Full coverage: REUTERS 

Dollar Hits 135 Yen As U.S. Yields Climb Ever Higher 

The yen fell to a fresh 20-year low against the dollar on Monday, as red hot U.S. inflation data drove up Treasury yields, diminishing the earlier boost from speculation Japanese authorities could intervene to support the currency. 

Central banks’ efforts to raise interest rates to curtail inflation will remain in focus this week.
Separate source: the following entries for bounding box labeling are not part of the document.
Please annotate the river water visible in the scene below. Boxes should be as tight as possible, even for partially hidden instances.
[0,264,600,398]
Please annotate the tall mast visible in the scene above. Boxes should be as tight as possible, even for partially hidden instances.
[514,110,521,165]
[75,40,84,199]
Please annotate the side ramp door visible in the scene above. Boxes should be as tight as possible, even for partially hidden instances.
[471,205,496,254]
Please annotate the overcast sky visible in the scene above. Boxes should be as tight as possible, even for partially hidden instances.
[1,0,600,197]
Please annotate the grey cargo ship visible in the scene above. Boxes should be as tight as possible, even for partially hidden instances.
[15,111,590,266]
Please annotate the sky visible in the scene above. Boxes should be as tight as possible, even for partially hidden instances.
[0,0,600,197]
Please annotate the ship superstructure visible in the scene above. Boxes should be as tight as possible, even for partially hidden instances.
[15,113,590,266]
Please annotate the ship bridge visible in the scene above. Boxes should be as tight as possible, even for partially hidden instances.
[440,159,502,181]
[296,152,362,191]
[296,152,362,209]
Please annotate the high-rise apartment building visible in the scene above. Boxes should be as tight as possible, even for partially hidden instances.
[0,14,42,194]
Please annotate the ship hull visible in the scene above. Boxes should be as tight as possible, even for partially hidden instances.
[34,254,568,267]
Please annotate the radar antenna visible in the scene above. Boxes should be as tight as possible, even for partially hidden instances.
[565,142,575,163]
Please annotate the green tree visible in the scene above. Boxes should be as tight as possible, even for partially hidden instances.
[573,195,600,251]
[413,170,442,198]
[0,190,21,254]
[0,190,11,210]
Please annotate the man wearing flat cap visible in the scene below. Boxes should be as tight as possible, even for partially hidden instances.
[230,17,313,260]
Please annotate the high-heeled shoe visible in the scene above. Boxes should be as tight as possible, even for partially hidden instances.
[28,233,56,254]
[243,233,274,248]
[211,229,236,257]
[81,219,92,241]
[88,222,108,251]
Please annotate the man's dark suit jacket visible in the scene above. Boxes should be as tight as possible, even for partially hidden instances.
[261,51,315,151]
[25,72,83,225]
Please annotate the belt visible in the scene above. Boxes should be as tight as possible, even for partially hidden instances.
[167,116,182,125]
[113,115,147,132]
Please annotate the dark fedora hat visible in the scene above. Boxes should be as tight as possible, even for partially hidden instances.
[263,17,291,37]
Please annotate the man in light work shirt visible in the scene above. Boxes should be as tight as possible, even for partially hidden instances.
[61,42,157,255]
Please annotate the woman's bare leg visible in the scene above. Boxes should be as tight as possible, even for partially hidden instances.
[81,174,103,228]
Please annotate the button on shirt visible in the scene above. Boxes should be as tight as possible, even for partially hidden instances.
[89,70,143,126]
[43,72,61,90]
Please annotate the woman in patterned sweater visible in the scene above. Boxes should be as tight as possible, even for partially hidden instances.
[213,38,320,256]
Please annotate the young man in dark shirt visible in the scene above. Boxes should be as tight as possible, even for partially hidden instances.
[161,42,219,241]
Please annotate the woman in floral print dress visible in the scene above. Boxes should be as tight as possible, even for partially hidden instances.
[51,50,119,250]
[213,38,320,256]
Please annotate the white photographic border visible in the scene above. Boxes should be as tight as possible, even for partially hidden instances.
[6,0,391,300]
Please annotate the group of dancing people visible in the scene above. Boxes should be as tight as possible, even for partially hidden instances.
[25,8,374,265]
The Federal Reserve and the Bank of England are expected to raise rates at their meetings and there is a chance the Swiss National Bank will also hike, but little change is expected from the Bank of Japan. 

The dollar climbed 0.43% on Monday to 135 yen, a 20-year peak, and edging closer to the 2002 high of 135.20. 

The yen briefly rallied late on Friday when Japan’s government and central bank said they were concerned by its recent sharp falls, a rare joint statement seen as the strongest warning to date that Tokyo could intervene to support the currency. 

“Rising overseas yields and energy prices coupled with continued dovish Bank of Japan messages have pushed USDJPY to two-decade highs,” said Barclays analysts. 

They expect dollar/yen to trade between 131 and 136 this week and noted “there are no clear thresholds above (the 2002 high) other than the round figures of 136, 137 and 138.” 

Full coverage: REUTERS  

Oil Prices Slide On Beijing COVID Warning, Inflation Concerns 

Oil prices slipped more than $2 on Monday as a flare-up in COVID-19 cases in Beijing quelled hopes for a rapid pick-up in China’s fuel demand, while worries about global inflation and economic growth further depressed the market. 

Brent crude futures fell $2.06, or 1.7%, to $119.95 a barrel by 0033 GMT while U.S. West Texas Intermediate crude was at $118.54 a barrel, down $2.13, or 1.8%. 

Prices tumbled after Chinese officials warned on Sunday of a “ferocious” COVID spread in the capital and announced plans to conduct mass testing in Beijing until Wednesday. 

Concerns about further interest rate hikes following a sharp rise in U.S. inflation data on Friday are also weighing on global financial markets. 

“The stronger greenback and stagflation fears proved to be the bullish market’s undoing,” Stephen Innes of SPI Asset Management said in a note.